Italy sets trial date for Egyptians over student murder

·2-min read
Amnesty International activists in Turin mark the fourth anniversary of the death of Italian student Giulio Regeni, whose mutilated body was found on the outskirts of Cairo days after he disappeared on January 25, 2016

An Italian judge on Tuesday set an October date for the trial of four Egyptian security officers accused of brutally murdering an Italian student in Cairo five years ago.

The mutilated body of Giulio Regeni, a 28-year-old PhD student researching the sensitive topic of trade unions in Egypt, was found on the outskirts of Cairo days after he disappeared on January 25, 2016.

Following a request by prosecutors, judge Pierluigi Balestrieri on Tuesday referred four Egyptian security officers for trial over his death starting on October 14, according to the AGI news agency.

Investigators accuse them of inflicting days of torture on Regeni before he died, leaving him so disfigured that his mother said she only recognised her son by "the tip of his nose".

Colonel Uhsam Helmi, General Tariq Sabir, Colonel Athar Kamel Mohamed Ibrahim and Major Magdi Ibrahim Abdelal Sharif are all accused of kidnapping, with Sharif charged with inflicting the fatal injuries.

Cairo strongly rejects the allegations and the men are unlikely to be extradited to stand trial in person.

Egypt's public prosecutor cleared all four in December along with a fifth suspect and said he would drop the case.

Regeni's death sparked outrage in Italy and severely strained diplomatic relations with Egypt.

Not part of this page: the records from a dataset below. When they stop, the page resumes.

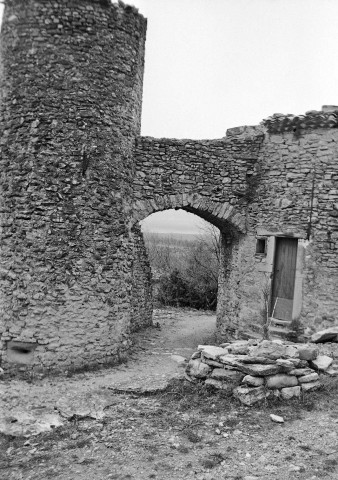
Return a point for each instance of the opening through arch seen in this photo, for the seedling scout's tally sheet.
(229, 224)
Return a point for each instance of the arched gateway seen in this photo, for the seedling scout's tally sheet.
(76, 178)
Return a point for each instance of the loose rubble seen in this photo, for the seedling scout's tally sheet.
(254, 370)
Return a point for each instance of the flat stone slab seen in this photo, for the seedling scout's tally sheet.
(249, 396)
(322, 362)
(281, 381)
(269, 349)
(329, 334)
(26, 424)
(261, 370)
(232, 376)
(198, 369)
(300, 372)
(312, 377)
(290, 392)
(307, 352)
(212, 382)
(89, 405)
(253, 381)
(307, 387)
(209, 351)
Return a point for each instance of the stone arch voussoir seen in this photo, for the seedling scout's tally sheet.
(216, 212)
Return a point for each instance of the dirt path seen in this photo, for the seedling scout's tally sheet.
(183, 433)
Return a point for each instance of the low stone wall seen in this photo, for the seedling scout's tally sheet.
(253, 370)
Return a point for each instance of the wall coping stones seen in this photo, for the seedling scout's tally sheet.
(279, 123)
(252, 382)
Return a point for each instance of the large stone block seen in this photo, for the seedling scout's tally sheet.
(327, 335)
(250, 396)
(322, 362)
(260, 370)
(281, 381)
(312, 377)
(269, 349)
(212, 352)
(231, 376)
(290, 392)
(219, 384)
(307, 352)
(198, 369)
(253, 381)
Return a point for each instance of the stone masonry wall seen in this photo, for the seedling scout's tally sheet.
(76, 178)
(296, 196)
(71, 88)
(280, 183)
(212, 178)
(142, 285)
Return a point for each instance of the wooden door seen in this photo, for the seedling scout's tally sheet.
(283, 283)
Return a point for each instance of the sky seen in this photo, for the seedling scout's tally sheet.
(216, 64)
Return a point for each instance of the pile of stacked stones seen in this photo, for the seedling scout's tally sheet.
(254, 370)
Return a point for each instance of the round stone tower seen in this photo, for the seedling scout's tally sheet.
(71, 91)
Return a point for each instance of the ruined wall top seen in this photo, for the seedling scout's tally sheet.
(313, 119)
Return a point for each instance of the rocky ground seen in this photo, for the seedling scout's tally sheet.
(175, 431)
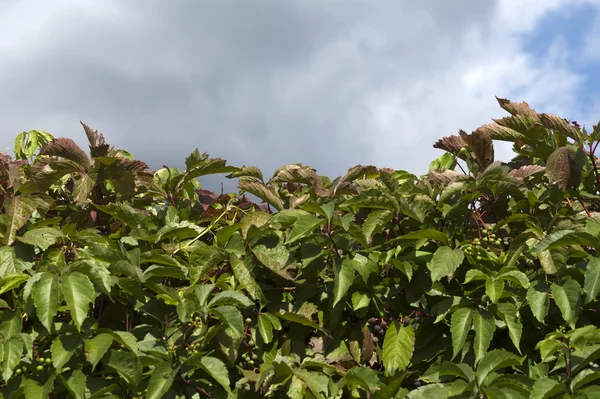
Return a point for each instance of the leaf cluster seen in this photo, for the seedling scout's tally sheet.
(479, 279)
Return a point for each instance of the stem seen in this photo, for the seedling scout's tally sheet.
(569, 365)
(593, 159)
(201, 390)
(584, 207)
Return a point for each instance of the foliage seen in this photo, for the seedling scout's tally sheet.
(119, 282)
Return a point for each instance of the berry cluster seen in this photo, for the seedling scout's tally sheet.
(192, 348)
(196, 322)
(42, 364)
(478, 246)
(249, 357)
(379, 325)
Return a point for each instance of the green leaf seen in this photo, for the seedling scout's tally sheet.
(79, 292)
(126, 364)
(558, 167)
(494, 289)
(537, 298)
(360, 300)
(180, 231)
(263, 192)
(461, 370)
(43, 237)
(124, 338)
(230, 298)
(546, 387)
(17, 211)
(343, 278)
(97, 347)
(76, 384)
(303, 226)
(45, 297)
(484, 326)
(243, 275)
(217, 370)
(63, 348)
(444, 262)
(375, 222)
(11, 282)
(398, 347)
(273, 254)
(7, 262)
(462, 320)
(296, 318)
(567, 297)
(444, 162)
(11, 322)
(13, 349)
(161, 379)
(32, 389)
(592, 280)
(508, 313)
(553, 261)
(265, 328)
(494, 361)
(125, 213)
(232, 317)
(585, 377)
(562, 238)
(363, 377)
(515, 276)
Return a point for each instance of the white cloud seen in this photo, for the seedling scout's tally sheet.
(325, 83)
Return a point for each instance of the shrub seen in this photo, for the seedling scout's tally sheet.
(119, 282)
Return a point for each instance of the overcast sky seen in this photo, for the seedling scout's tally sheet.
(329, 83)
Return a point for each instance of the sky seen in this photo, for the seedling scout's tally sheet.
(326, 83)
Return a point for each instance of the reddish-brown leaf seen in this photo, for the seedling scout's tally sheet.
(65, 148)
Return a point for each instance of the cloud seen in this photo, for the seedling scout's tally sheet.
(328, 83)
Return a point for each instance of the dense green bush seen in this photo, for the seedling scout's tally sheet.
(118, 282)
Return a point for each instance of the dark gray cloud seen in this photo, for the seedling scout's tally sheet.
(325, 82)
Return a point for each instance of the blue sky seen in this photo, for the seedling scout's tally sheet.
(573, 27)
(328, 83)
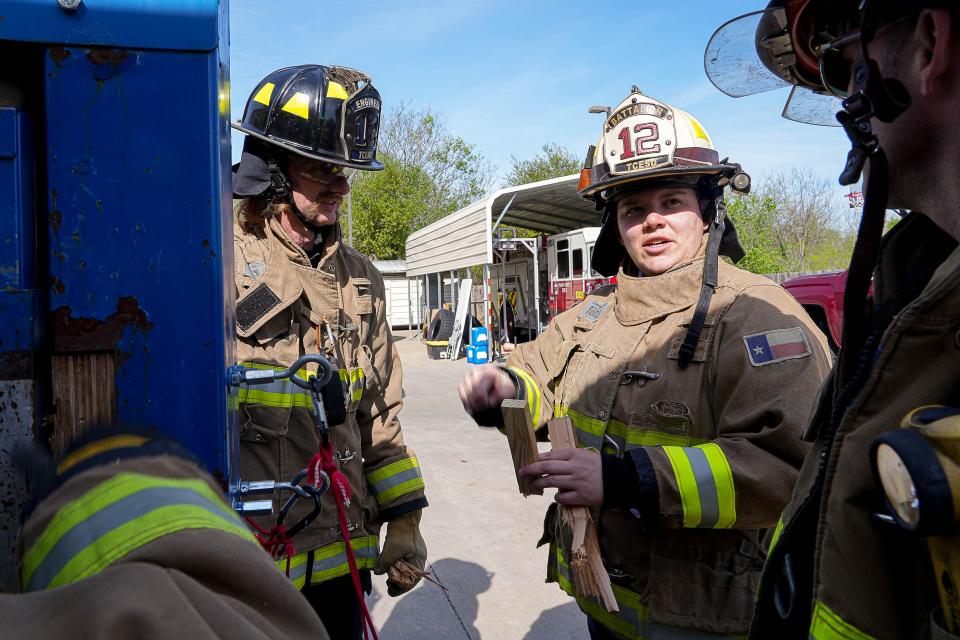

It also triggered fresh criticism of Egypt's human rights record under President Abdel Fattah al-Sisi.

The case remains a political issue in Italy, with Regeni's parents, Claudio and Paola, meeting with Prime Minister Mario Draghi last week.

Their lawyer Alessandra Ballerini expressed hope Tuesday that they would finally get justice for their son.

"Paola and Claudio often say that in Giulio's case, all human rights were violated," she said, according to AGI.

"From today we have the reasonable hope that at least the right to the truth will not be violated.

"It has taken us 64 months. But it is a good goal and a good starting point."